Despite the suspected problems with the research, JAMA re-affirmed the results of the study.

“There was no evidence provided that raised concerns about the scientific integrity of the data and the veracity of the study conclusions; therefore, we are taking no further action at this time,” Bauchner and Fontanarosa wrote in the editorial.

Hebrew SeniorLife is not aware of any participant who was harmed because of a fall due to the hip pad, according to Rachel J. Whitehouse, a spokesperson for Hebrew SeniorLife.

“We appreciate that the JAMA editors upheld the data integrity and veracity of the study conclusions,” she said.

Edward L. Goodwin, the founder and president of HipSaver, a company which produces padded underwear, said that the “expression of concern” did not go far enough in addressing potential flaws in the study. “The latest editorial is whitewash,” said Goodwin, who sued Kiel in 2008 for commercial disparagement, arguing that Kiel’s study improperly cast aspersions on all padded underwear.
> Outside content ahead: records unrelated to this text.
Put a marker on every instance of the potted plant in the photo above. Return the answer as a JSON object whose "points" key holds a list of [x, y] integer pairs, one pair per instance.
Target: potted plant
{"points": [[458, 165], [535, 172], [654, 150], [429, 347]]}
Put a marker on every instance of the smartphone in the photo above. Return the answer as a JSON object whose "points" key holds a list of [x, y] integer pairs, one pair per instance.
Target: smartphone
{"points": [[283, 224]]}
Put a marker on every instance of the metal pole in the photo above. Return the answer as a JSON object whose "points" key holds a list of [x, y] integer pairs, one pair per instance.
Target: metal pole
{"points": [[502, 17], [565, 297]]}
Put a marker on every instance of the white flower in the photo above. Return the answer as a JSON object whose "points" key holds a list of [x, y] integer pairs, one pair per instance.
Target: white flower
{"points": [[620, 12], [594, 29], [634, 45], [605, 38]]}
“Numerous data sets reveal that there is a flaw in this study and they failed to disclose it to whom they should. JAMA has just sidestepped this issue,” said Goodwin, who first raised the issue of the suspected risks of the study to the government in 2009.

In July 2011, the OHRP approached Hebrew SeniorLife with their accusations, prompting a corrective action plan that was approved by the government a year later.

“Protecting the people who participate in our studies is our ultimate concern, so we used the HIP PRO matter as an opportunity to examine and improve all of Hebrew SeniorLife’s systems for human subject protection,” Whitehouse said. “We have now strengthened our Institutional Review Board, the training of our researchers, and our other human subject protection processes.”